Итак, по смысловому содержанию традиция программируется с момента происхождения включающей в себя собственное Другое, в силу чего она становится отзывчивой на Другое и вне себя, на трансформации своего контекста. Эта самоинаковость образует энергетический потенциал той референтной массы, которая являет собой объем информации, поставляемой традицией. Тогда как эйдология Платона подводит базис под понимание того, каков константный объем открытий, совершаемых в цепи познавательных актов (они всегда уводят нас за порог эмпирически данного), «Метафизика» Аристотеля, трактовавшего то, что непосредственно предстает перед наблюдателем, как актуализацию возможного, проясняет, в чем заключается содержание нашего знания о мире. Если нечто, как сказано в «Метафизике», причастно двойственному-в-себе, то оно приобщено вечному, впрочем, лишь в акцидентальном значении. Интенсионал знания, о котором оповещает нас надвременная традиция, неизбежно будет бивалентным, принадлежащим, с одной стороны, к «здесь» и «сейчас», а с другой – обладающим еще не выказавшей себя потенцией (в своей апологии традиции Элиот далеко не случайно ссылался на Аристотеля). Вопрос в том, в чем отличие возможного от актуального. В пределе (а к нему и желает приблизиться акцидентально вечная традиция) возможное разнится с явленным воочию в качестве его антитезы. Исток традиции, стало быть, не просто бивалентен, но амбивалентен, предусматривает переводимость свойств ее предмета в противоположные.

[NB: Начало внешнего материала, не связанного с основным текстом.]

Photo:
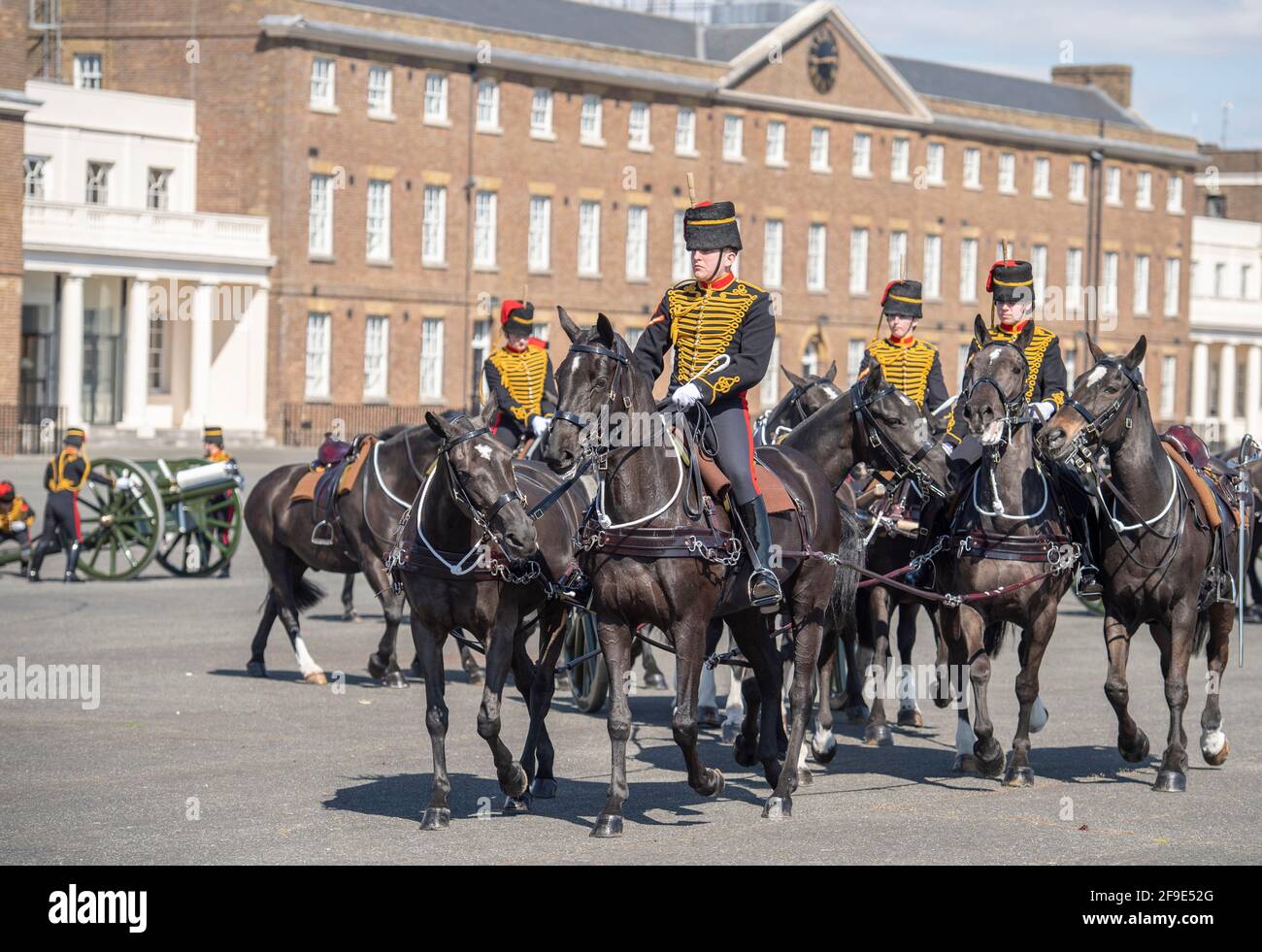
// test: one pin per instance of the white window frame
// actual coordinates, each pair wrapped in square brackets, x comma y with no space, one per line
[319,332]
[378,219]
[433,243]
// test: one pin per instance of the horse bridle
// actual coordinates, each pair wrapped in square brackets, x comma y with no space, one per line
[875,435]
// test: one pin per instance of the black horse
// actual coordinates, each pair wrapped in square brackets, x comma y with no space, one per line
[1159,556]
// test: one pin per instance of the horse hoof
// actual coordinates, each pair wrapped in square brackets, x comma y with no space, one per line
[543,787]
[1214,748]
[910,717]
[1018,777]
[1136,753]
[778,808]
[879,736]
[436,818]
[516,804]
[607,828]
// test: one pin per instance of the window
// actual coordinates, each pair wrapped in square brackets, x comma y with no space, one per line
[380,91]
[589,239]
[539,237]
[436,98]
[858,260]
[1172,287]
[1174,194]
[87,71]
[1144,189]
[681,261]
[322,83]
[972,168]
[156,362]
[816,256]
[34,176]
[1043,178]
[685,131]
[379,219]
[733,138]
[777,133]
[773,252]
[819,148]
[1039,265]
[483,230]
[319,222]
[861,159]
[1078,181]
[933,270]
[897,253]
[1008,172]
[433,244]
[638,243]
[1141,284]
[968,270]
[638,127]
[1110,303]
[488,106]
[1113,185]
[158,189]
[1074,279]
[935,163]
[432,359]
[589,120]
[97,190]
[377,349]
[318,329]
[541,114]
[1169,370]
[900,158]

В по-своему замечательной статье «Слово в жизни и слово в поэзии» (1926) Михаил Бахтин сузил аристотелевское возможное в применении к высказываниям до понятия «социально-объективного» «подразумеваемого», которое скрыто в их основе, делая их неполными силлогизмами (энтимемами)[258]
. Собственное Другое, однако, не только социологическая категория, но гораздо более широкая – логическая. Чтобы вникнуть в нее, придется снова взять за точку отсчета самосознание. Отъединяя «я»-объект от «я»-субъекта, оно задает нам готовность к перевороту любого мыследействия. Мы настроены на то, чтобы диагностировать собственное Другое где угодно по образцу превращения мыслящего субъекта в мыслимый им объект. Пресуппозицией высказывания (дискурса) бывает учет общественного мнения. Но собственное Другое всех дискурсов вместе – продукт не человека, умственно зависящего от общества, в котором он интегрирован, а субъекта как такового, не сводимого к исполняемой им социальной роли. Содержание идей состоит в том, что они квалифицируют некое множество, задавая отношение на его элементах, совокупно составляющих его объем. Потенция идей, традируемых дискурсивным путем, в том, что проведенная ими квалификация реальности допускает инверсию, что они фальсифицируемы. Принципиально опровергаемы не одни лишь научные идеи, как полагал Карл Поппер («Логика научного исследования», 1934). Не будь любая интеллектуальная традиция фальсифицируемой, она не была бы в состоянии пережить отрицания, которым наступающие эпохи подвергают предшествующие, оттесняемые ими в прошлое. Вот окончательное определение интенсионала традиций: чтобы быть долгожительницей, идея должна обладать способностью к автофальсифицированию. В традиции встроен механизм самоподрыва.